A small research team built a pointed test: 103 multiple-choice questions where the historically 'correct' answer — the one baked into training data — is a banned or withdrawn pharmaceutical. Think of it like a cookbook that confidently recommends an ingredient that was recalled for making people sick, because the book was printed before the recall. Every model tested — including GPT-OSS, Llama-3, and Falcon-3 variants — picked the banned drug at high rates in their default configuration. The AI wasn't hallucinating randomly; it was reciting outdated information with full confidence. The team's response was to build what they call a 'Trust but Verify' architecture: five AI agents sharing one base model, each playing a different role — one generates an answer, others audit it, flag problems, and refine. The result was a roughly 53% reduction in the Hallucination Error Rate across all tested models. The safety audit layer intercepted dangerous outputs even when the model's own knowledge was pointing toward the wrong answer. Why does this matter beyond a lab test? Medical AI applications are already in deployment. A confidently wrong drug recommendation looks identical to a confidently correct one. There is no visual signal that something has gone wrong. Honestly, the catches here are real and worth naming. The test set is 103 questions — small. Some intended models had to be swapped during testing due to compute constraints, which introduces inconsistency. And a 53% reduction still means 47% of the problem remains. This is a meaningful step toward a solution, not the solution itself.

Glossary

hallucination error rate — The proportion of AI responses that contain confidently stated but factually wrong information.

multi-agent architecture — A setup where multiple AI instances — often running the same base model — each play a distinct role and check each other's work.

parametric knowledge — Information baked into a model's weights during training, as opposed to information retrieved from an external source at query time.

Source: Trust but Verify: Mitigating Medical Hallucinations via Post-Hoc Adversarial Auditing and Multi-Agent Feedback Loops

The bigger picture

Three stories, one uncomfortable thread: AI fails quietly. In the kitchen simulation, the model writes a plan that breaks things three steps later and doesn't know it. In the guardrail attack, the safety system meant to catch problems becomes the bottleneck that an attacker exploits. In the medical test, the AI recommends a banned drug with the same confidence it uses for a valid one. None of these are new failure *types*. What's new is how precisely researchers are now measuring them — with benchmarks, attack taxonomies, and quantified error rates. That matters because you cannot fix what you cannot measure.
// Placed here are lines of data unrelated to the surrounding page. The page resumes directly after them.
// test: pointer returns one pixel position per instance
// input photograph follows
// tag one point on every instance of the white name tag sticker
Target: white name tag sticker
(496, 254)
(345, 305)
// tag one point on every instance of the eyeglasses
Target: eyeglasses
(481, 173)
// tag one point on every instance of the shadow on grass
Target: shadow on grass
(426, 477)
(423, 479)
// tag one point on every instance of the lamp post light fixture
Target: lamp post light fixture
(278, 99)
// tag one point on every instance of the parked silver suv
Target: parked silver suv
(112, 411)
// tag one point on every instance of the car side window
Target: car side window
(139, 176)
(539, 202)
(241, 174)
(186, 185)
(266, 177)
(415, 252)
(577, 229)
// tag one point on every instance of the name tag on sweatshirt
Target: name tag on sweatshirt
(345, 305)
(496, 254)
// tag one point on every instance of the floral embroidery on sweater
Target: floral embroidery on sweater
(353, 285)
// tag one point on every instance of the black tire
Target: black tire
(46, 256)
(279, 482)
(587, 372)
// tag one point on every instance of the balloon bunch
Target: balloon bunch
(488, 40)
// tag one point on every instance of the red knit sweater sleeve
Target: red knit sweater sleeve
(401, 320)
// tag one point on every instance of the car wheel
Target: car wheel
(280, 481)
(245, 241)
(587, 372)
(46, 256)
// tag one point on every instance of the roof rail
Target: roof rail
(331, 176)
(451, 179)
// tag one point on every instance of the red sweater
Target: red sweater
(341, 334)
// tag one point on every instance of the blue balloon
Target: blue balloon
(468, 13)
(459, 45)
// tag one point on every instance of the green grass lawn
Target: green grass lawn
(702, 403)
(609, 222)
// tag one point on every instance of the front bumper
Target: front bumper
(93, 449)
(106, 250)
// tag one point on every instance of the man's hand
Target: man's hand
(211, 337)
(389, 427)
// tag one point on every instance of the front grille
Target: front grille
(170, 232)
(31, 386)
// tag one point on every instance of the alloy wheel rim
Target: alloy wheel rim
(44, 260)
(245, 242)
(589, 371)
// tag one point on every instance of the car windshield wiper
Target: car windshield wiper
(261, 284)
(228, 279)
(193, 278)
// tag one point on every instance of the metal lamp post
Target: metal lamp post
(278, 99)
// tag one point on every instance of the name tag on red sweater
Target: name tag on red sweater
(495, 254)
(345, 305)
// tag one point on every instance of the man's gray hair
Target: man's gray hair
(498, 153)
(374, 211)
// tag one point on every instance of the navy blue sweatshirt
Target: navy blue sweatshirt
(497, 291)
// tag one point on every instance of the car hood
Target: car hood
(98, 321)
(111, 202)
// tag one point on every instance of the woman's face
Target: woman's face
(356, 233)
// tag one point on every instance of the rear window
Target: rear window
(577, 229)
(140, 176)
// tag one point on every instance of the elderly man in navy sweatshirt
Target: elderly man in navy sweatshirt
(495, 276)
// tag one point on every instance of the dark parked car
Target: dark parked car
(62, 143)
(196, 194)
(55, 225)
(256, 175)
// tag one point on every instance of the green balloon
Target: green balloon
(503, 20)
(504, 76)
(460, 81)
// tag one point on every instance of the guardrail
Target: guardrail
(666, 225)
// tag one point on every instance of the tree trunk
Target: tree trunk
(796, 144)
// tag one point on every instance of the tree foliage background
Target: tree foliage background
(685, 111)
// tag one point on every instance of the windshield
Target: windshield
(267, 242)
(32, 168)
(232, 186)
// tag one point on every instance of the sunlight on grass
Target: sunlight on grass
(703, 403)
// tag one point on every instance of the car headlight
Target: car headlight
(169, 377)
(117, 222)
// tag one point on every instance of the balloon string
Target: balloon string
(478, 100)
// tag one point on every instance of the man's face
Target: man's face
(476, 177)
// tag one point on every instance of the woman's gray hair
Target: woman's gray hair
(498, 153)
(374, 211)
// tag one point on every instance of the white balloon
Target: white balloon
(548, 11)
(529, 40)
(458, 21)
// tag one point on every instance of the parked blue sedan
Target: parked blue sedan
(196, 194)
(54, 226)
What these papers collectively argue is that deploying AI agents responsibly requires a whole new layer of engineering: not just 'does it work?' but 'how does it fail, and can you catch that failure before it costs something?' By any honest read, we are early in figuring that out. The tools to detect the problems are arriving before the tools to fix them.

What to watch next

The guardrail denial-of-service paper tested four real deployment frameworks — OpenHands, LangGraph, BrowserGym, and OSWorld — so watch for responses from those teams in the coming weeks, either with patches or statements. On the medical side, the real test will be whether multi-agent audit approaches hold up on larger, more diverse drug datasets; 103 questions is a proof of concept. The open question I'd most want answered: does counterfactual foresight prompting work for real-world agent tasks outside a curated simulation, or does the 72% failure reduction vanish in messier conditions?